Встаёт перед глазами ещё один страшный случай, после которого я изменила своё отношение к войне. Мы, дети, не сразу осознали весь ужас войны. Несколько малышей играли на дороге. Вдруг из-за поворота показались три танка. Дети бросились врассыпную, но одна маленькая девочка осталась на дороге. И мы увидели, как первый танк, продолжая своё движение, наехал на девочку. Раздался душераздирающий крик, но тут же стих. Мы в ужасе застыл. По распластанному телу девочки проехали и два других танка. Вместо девочки на дороге под разодранным платьем лежала кучка костей, мяса и крови. Внутри меня что-то оборвалось. Я оцепенела. В этот момент раздался крик матери девочки. Она встала на колени перед тем, что осталось от её дочери. Потом подняла руки к небу, воскликнула: «Господи! Как ты мог это допустить?» — и так застыла. Я подошла к ней, сняла с её головы платок, спокойно собрала на него останки девочки и подала их матери. Она прижала узелок к груди и, пошатываясь, ушла…
С этого дня я разучилась смеяться, плакать и перестала чего-либо бояться: немцев, бомбёжек, свиста пуль, изувеченных тел, крови, мертвецов. Похолодевшая и напряжённая внутри, я всегда была настороже. Я приняла войну со всеми её ужасами как данность, в которой приходилось не просто жить, а выживать.
В декабре 1941 года, в наш дом вселились немецкие офицеры-танкисты. Из наших запасенных продуктов и их пайков мама должна была готовить для них.
Маме было с каждым днем всё тяжелее — приближался день родов. Рядом с мамой не было никого, кто бы мог ей помочь при родах. 22 декабря 1941 года, я крепко спала, а проснулась от того, что мне под бок что-то положили. Открыв глаза, я увидела маму, она приложила палец к губам и тихо сказала: «Это твой братик, его зовут Эдик». Она ни разу не крикнула, сама зубами перегрызла пуповину. Мою маму до войны все наши знакомые считали изнеженной, слабой женщиной — она боялась мышей, насекомых, не переносила боль. Но тогда именно эта «неженка» проявила недюжинную силу воли, мужественно перенесла все невзгоды.
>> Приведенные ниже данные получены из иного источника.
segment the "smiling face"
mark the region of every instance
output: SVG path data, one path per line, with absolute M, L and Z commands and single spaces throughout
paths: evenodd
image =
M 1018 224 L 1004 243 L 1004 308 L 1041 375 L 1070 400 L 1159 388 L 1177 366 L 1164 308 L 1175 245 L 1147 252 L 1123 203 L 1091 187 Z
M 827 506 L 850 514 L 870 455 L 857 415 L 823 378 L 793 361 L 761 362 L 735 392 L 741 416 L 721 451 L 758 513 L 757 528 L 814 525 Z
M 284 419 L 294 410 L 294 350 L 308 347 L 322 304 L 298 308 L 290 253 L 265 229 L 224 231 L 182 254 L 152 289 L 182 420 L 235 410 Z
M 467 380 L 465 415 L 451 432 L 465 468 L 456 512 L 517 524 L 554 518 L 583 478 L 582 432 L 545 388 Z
Утром мама стала, как обычно, готовить еду офицерам. Она надеялась, что немцы не заметят появления ребенка, но вдруг Эдик громко заплакал.
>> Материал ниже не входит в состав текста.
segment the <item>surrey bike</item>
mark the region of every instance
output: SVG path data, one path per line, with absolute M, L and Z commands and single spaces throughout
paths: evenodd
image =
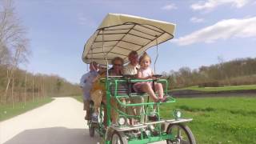
M 108 67 L 111 65 L 111 60 L 118 56 L 123 58 L 125 63 L 127 63 L 130 51 L 135 50 L 138 54 L 142 54 L 154 46 L 158 50 L 158 44 L 174 38 L 174 30 L 175 25 L 166 22 L 126 14 L 108 14 L 98 30 L 86 42 L 82 60 L 87 64 L 94 61 Z M 162 118 L 160 105 L 175 102 L 175 99 L 168 94 L 167 80 L 161 78 L 161 75 L 155 75 L 155 77 L 158 78 L 139 80 L 130 75 L 110 76 L 107 71 L 106 77 L 101 79 L 106 87 L 106 106 L 102 105 L 100 107 L 98 122 L 88 122 L 90 135 L 94 137 L 94 131 L 98 132 L 106 144 L 139 144 L 163 140 L 166 140 L 168 144 L 196 143 L 190 129 L 186 126 L 186 122 L 192 121 L 192 118 L 182 118 L 181 111 L 178 110 L 173 110 L 174 119 Z M 152 102 L 149 101 L 147 94 L 134 93 L 131 90 L 132 84 L 140 82 L 162 83 L 164 93 L 168 95 L 167 102 Z M 144 102 L 123 103 L 120 101 L 120 98 L 129 99 L 136 97 L 142 97 Z M 119 106 L 124 108 L 143 106 L 144 110 L 140 115 L 130 115 L 113 107 L 110 102 L 113 100 Z M 152 112 L 154 105 L 157 106 L 155 114 L 158 119 L 150 121 L 148 115 Z M 93 111 L 92 103 L 90 108 L 92 109 L 90 111 Z M 103 113 L 103 109 L 106 109 L 106 114 Z M 111 110 L 118 113 L 116 124 L 111 123 Z M 103 125 L 104 114 L 106 114 L 107 118 L 106 127 Z M 136 125 L 129 125 L 128 119 L 130 118 L 138 122 Z

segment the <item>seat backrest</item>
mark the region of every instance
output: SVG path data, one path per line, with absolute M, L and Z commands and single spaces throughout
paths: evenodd
M 111 95 L 114 95 L 114 90 L 115 90 L 115 85 L 110 86 L 110 93 Z M 128 86 L 126 84 L 120 83 L 118 85 L 117 88 L 118 95 L 120 94 L 128 94 Z

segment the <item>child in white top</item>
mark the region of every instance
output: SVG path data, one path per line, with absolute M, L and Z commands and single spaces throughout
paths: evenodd
M 138 71 L 137 78 L 138 79 L 155 79 L 154 73 L 150 69 L 151 64 L 150 57 L 145 53 L 139 58 L 140 69 Z M 155 90 L 158 94 L 158 98 L 155 95 L 153 90 L 153 82 L 138 82 L 134 85 L 134 89 L 136 92 L 146 92 L 155 102 L 166 102 L 166 97 L 163 97 L 163 89 L 162 83 L 154 82 Z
Один из офицеров открыл дверь, а увидев ребенка, воскликнул: «О, kinder»[3]. Я испугалась, вдруг он заберет братика, и накрыла его с головой одеялом. Но немец подошел к маме и, к ее удивлению, сказал: «Nicht arbeiten, schlafen»[4] — и вскоре наступила тишина. Мама осторожно вышла, никого не было. Наконец мы остались одни. Мама закрыла двери на засов, захлопнула ставни и кинулась в нашу комнатку. Она взяла Эдика на руки, прижала его к груди, целовала, потом развернула пеленки, осмотрела. Увидев, что пупок слегка воспалился, обмыла его кипяченой водой и присыпала какой-то травкой.
Я, пятилетняя девочка, вдруг увидела, какая моя мама красивая! Она сняла с головы платок, волосы рассыпались по плечам, зеленые глаза светились любовью и лаской, она была счастлива.
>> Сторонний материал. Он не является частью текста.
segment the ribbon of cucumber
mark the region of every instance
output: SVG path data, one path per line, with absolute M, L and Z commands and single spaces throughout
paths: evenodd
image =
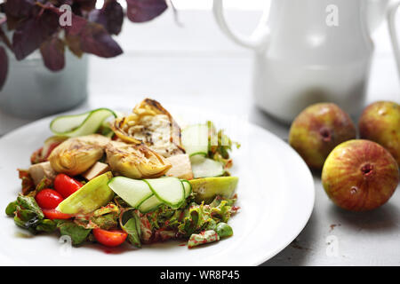
M 181 143 L 189 157 L 208 154 L 208 126 L 194 124 L 182 130 Z
M 58 136 L 78 137 L 93 134 L 110 116 L 116 117 L 116 114 L 108 108 L 98 108 L 81 114 L 62 115 L 52 121 L 50 130 Z
M 172 209 L 179 208 L 185 201 L 185 188 L 178 178 L 144 179 L 154 195 Z

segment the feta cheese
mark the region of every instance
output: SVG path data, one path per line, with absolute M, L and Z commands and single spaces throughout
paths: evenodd
M 166 172 L 167 177 L 175 177 L 182 179 L 192 179 L 193 172 L 188 154 L 180 154 L 166 158 L 172 167 Z

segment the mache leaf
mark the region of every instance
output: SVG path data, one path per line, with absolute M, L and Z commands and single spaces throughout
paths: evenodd
M 141 248 L 140 223 L 140 220 L 133 210 L 127 210 L 121 214 L 121 228 L 128 233 L 129 242 L 137 248 Z

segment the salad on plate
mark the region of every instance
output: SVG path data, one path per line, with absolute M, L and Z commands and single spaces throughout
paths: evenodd
M 191 248 L 233 235 L 229 152 L 239 144 L 212 122 L 180 129 L 146 99 L 128 114 L 99 108 L 59 116 L 50 129 L 18 170 L 21 191 L 5 209 L 18 226 L 59 232 L 76 246 L 182 240 Z

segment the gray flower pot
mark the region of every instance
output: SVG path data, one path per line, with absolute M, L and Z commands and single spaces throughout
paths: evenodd
M 9 73 L 0 91 L 0 110 L 20 118 L 36 119 L 67 111 L 87 98 L 87 56 L 78 59 L 66 50 L 66 67 L 48 70 L 39 51 L 22 61 L 11 52 Z

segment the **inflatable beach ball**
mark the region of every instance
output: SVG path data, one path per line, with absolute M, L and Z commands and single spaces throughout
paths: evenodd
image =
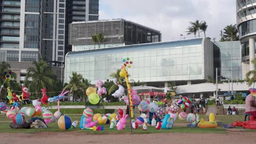
M 189 113 L 187 116 L 187 121 L 189 123 L 193 123 L 196 120 L 195 115 L 194 113 Z
M 51 112 L 51 111 L 49 110 L 45 111 L 43 113 L 43 118 L 44 119 L 50 120 L 53 117 L 53 112 Z
M 16 115 L 16 112 L 14 110 L 9 110 L 6 113 L 6 116 L 9 119 L 13 119 Z
M 172 105 L 169 109 L 170 112 L 172 113 L 176 113 L 179 110 L 178 106 L 176 104 Z
M 31 117 L 36 115 L 36 111 L 33 108 L 29 108 L 26 110 L 26 116 Z
M 142 124 L 144 123 L 144 119 L 141 117 L 138 117 L 137 118 L 136 122 L 138 123 L 138 124 Z
M 149 112 L 155 113 L 156 112 L 158 109 L 158 105 L 155 103 L 151 103 L 148 105 L 148 110 Z
M 7 111 L 9 110 L 9 109 L 8 107 L 7 107 L 7 109 L 4 110 L 4 111 L 2 111 L 1 112 L 1 114 L 4 115 L 4 116 L 6 116 L 6 113 L 7 112 Z
M 58 126 L 62 130 L 67 130 L 71 127 L 72 121 L 71 118 L 67 116 L 62 116 L 58 121 Z
M 0 103 L 0 111 L 4 111 L 6 109 L 6 104 L 4 103 Z
M 60 111 L 55 111 L 55 112 L 54 112 L 54 116 L 56 118 L 59 118 L 60 116 L 61 116 L 62 115 L 62 114 L 61 113 Z
M 137 122 L 133 122 L 132 123 L 132 128 L 134 129 L 136 129 L 138 128 L 138 124 Z
M 25 117 L 21 113 L 17 113 L 13 117 L 13 122 L 18 125 L 24 124 L 25 121 Z
M 84 115 L 84 116 L 86 118 L 91 117 L 92 116 L 92 114 L 94 114 L 94 112 L 90 108 L 86 108 L 84 109 L 84 111 L 83 112 L 83 115 Z
M 182 121 L 185 121 L 187 119 L 187 113 L 184 112 L 179 113 L 179 119 Z

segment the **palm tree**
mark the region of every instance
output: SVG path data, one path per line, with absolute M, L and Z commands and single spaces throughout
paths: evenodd
M 253 63 L 254 65 L 256 65 L 256 59 L 254 58 L 253 61 L 251 61 L 251 63 Z M 256 82 L 256 70 L 253 70 L 248 71 L 248 73 L 246 73 L 246 80 L 248 80 L 248 85 L 249 86 L 251 86 L 252 83 L 254 83 L 254 82 Z
M 224 30 L 223 34 L 225 41 L 238 40 L 238 30 L 236 28 L 236 25 L 230 25 L 226 26 Z
M 199 22 L 199 20 L 197 20 L 195 22 L 190 21 L 189 22 L 191 25 L 191 27 L 194 29 L 196 29 L 196 32 L 198 33 L 198 37 L 200 37 L 200 34 L 199 30 L 200 29 L 200 26 L 202 23 L 202 22 Z
M 72 72 L 72 76 L 69 76 L 69 83 L 66 86 L 65 89 L 70 89 L 70 93 L 73 95 L 73 100 L 75 100 L 79 92 L 84 92 L 86 87 L 85 83 L 83 82 L 83 76 L 81 74 L 78 74 L 77 72 Z
M 53 81 L 56 76 L 51 70 L 51 67 L 44 61 L 34 62 L 33 63 L 35 67 L 29 68 L 27 70 L 25 77 L 25 83 L 28 84 L 28 89 L 34 89 L 36 93 L 43 88 L 52 90 Z
M 101 48 L 101 44 L 103 43 L 106 39 L 106 38 L 104 37 L 104 34 L 100 33 L 98 34 L 94 35 L 91 36 L 92 41 L 94 41 L 95 47 L 95 44 L 98 43 L 98 48 Z
M 206 31 L 206 29 L 207 29 L 208 25 L 206 25 L 206 22 L 203 21 L 201 23 L 201 25 L 199 26 L 199 28 L 203 32 L 203 34 L 205 34 L 205 38 L 206 37 L 206 35 L 205 34 L 205 32 Z

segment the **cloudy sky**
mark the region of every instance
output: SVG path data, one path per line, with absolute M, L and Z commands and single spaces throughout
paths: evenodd
M 100 0 L 99 8 L 100 20 L 122 18 L 152 27 L 161 31 L 162 41 L 194 38 L 185 31 L 196 20 L 205 21 L 206 36 L 217 39 L 236 22 L 234 0 Z

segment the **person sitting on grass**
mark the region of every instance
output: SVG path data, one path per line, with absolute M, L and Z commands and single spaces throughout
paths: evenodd
M 236 109 L 235 106 L 233 106 L 233 109 L 232 109 L 232 115 L 236 115 Z
M 252 116 L 256 118 L 256 100 L 255 97 L 252 94 L 249 94 L 246 98 L 246 113 L 252 114 Z
M 228 112 L 226 113 L 227 115 L 232 115 L 232 109 L 230 107 L 230 106 L 229 106 L 229 108 L 228 108 Z

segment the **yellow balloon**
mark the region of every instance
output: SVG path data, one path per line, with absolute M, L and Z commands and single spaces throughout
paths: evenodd
M 93 87 L 88 87 L 86 89 L 86 93 L 87 96 L 89 96 L 90 94 L 93 93 L 96 93 L 96 88 L 94 88 Z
В Брянске был введен комендантский час, постоянная проверка документов, не разрешали собираться группами, каждый новорожденный ребенок должен быть зарегистрирован в городской управе. За непослушание — расстрел.
Зима 1941–1942 годов для нашей семьи была страшной и голодной. Несмотря на «порядок» на улицу невозможно было выйти, в городе разбойничали мародеры. Окна, выходящие на улицу, мы закрывали ставнями, а двери — на засов. В погребе осталось немного картофеля, моркови и несколько мешков свеклы (немцы ее почему-то не любили). Именно ею нам пришлось питаться всю зиму и весну. Я потом долгие годы не могла заставить себя готовить блюда со свеклой.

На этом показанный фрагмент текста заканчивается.